Dale, Phumi and Kelly on the Law.
The Studio Session, Critique of the Law, was triple framed: first by John Comaroff’s morning talk (see below), then by Achille’s recalling the four doors of intellectual encounter through the JWTC, focusing on the studio sessions as more informal conversational times, and finally by our two co-chairs Julia Hornberger and Kelly Gillespie. Kelly and Julia posed questions along the lines of (1) What does it mean to carry on struggle in post-apartheid SA when political space has been saturated by the law; how do we engage the law critically and strategically? How do we not be abject before the law? And (2) for proper critique, we need to be first recognizing the enchanting and conjuring power of law in SA. In particular, the powerful negative apartheid past in SA animates the role of the Constitution; because of the undisputed injustice of the regime, the image of the Constitution is as a means to a radical political project. (In a legal jurisprudential key, see for instance the past and current South African Journal on Human Rights work of Dennis Davis and Karl Klare on this theme of transformation).
The morning had indeed been John Comaroff’s two hour talk, focusing largely but not entirely on constitutionalism and the judicialization of politics. That’s not the subject of this post but did provide the background to the afternoon session on the Critique of the Law. Supported by scholars such as Charles Taylor and South Africa’s own Martin Chanock, John seemed sympathetic to the view that legality was increasingly significant as a form of neo-liberal governance.
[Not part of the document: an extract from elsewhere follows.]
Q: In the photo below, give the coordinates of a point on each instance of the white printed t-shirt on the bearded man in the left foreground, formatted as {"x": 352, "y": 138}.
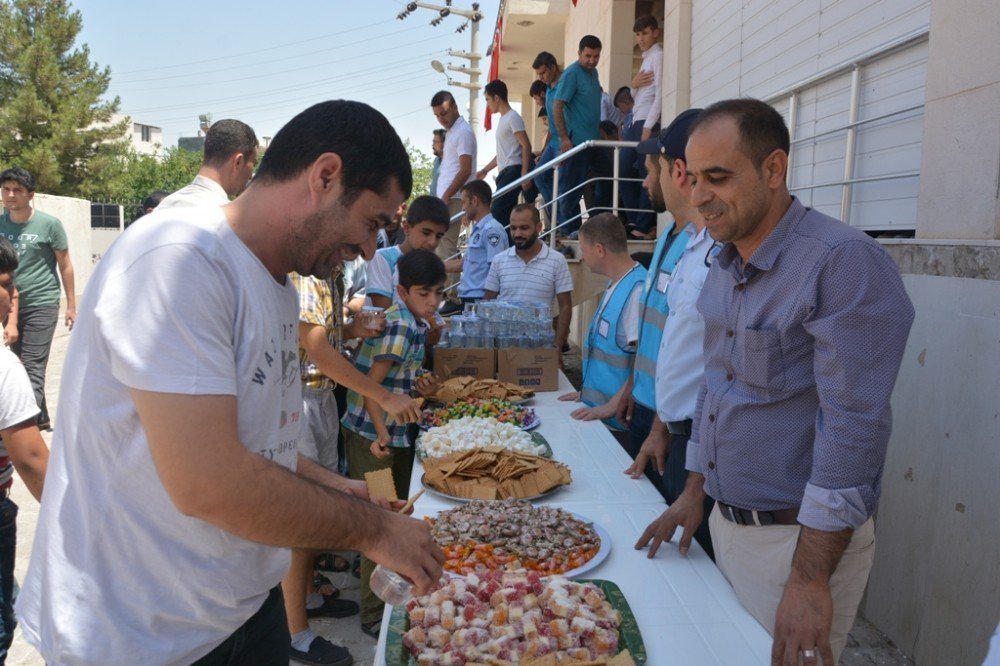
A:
{"x": 117, "y": 574}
Noting David Schniederman and South Africa’s own Heinz Klug analysis of a movement from a classic to a neo-liberal frame of constitutional design, John noted how the judicial has taken power by contrast to the bureaucratic and the parliamentary and how group rights have been constitutionalized only as aggregates of individuals.
The contrast to this studio session was real and intended: three inputs by self-professed activists – indeed of three different varieties: an academic/activist, a guerilla academic, and an organizational strategist for gay and lesbian rights. Jackie Dugard told us that law is a backup where politics has failed. While she was unrelentingly self-critical and institutionally modest, her water rights litigation nonetheless looks set to change some important policy at its Constitutional Court hearing in September. Hers was the perspective of the self-described human rights lawyer, but one who seeks to and does work with social movements. Dale McKinley, expelled from the Communist party for trying to be a communist, was explicitly utilitarian in his view of the law. It’s there; don’t debate, use it. Indeed, if those damn civil rights lawyers (not you Jackie) would just be willing to help me and my APF colleagues out on our criminal transgressions (see John for the dynamic of pushing the political into the criminal space) we would be happy to use them more. Phumi Mthetwa also was self-critical – recognizing that the gains on gay and lesbian rights were won by a small group of activists and not a social movement, and certainly not, as would be currently desired, with appropriate class analysis and alliances.
One similarity (but yet different) with John’s morning talk was around access to justice. For John, this was the issue of standing – how groups become aggregates of individuals or otherwise have their identities transformed through and in the legal/juridical encounter (broadly understood). For these three activists, access to justice was not enough money, lawyers, time, court attention, and other organizational resources. I’ve heard Jackie speak elsewhere on the dilemmas of litigating for those who are precisely not the poorest of the poor but that angle did not come out here. (See J Dugard in Part 3 of the South African Journal on Human Rights for her story of the Phiri water rights campaign thus far.)
One difference (but yet similar) was the local versus global framing. While he is not that beast, John could almost not help but at times sound like a comparative constitutional lawyer – the sheer volume of doctrinal holdings dispensed was enormous. On the other hand, apart from some backgrounding by Jackie, the afternoon sessions had little doctrine and moreover became explicitly anti-comparative constitutionalist. In response to a question about Kenya looking South for guidance, Jackie and Dale both advised against borrowing from South African legal models, at least with respect to the TRC. (Indeed, the Kenyan version will be the TRJ(for Justice)C). Phumi was silent on that one, perhaps implicitly approving some borrowing.
I came away wondering whether rights campaigning (think CALS, think TAC, think Khulamani) in the courts (think SA, think NYC) was indeed becoming or has already become the base narrative of legitimacy for transformation in our current juridified global politics. It is much easier to imagine a win in a New York City court for a Nigerian case than it is to imagine an election linking those two locations. In order to pursue emancipatory politics, it is important to have a good story to tell and a successful rights case is a good story.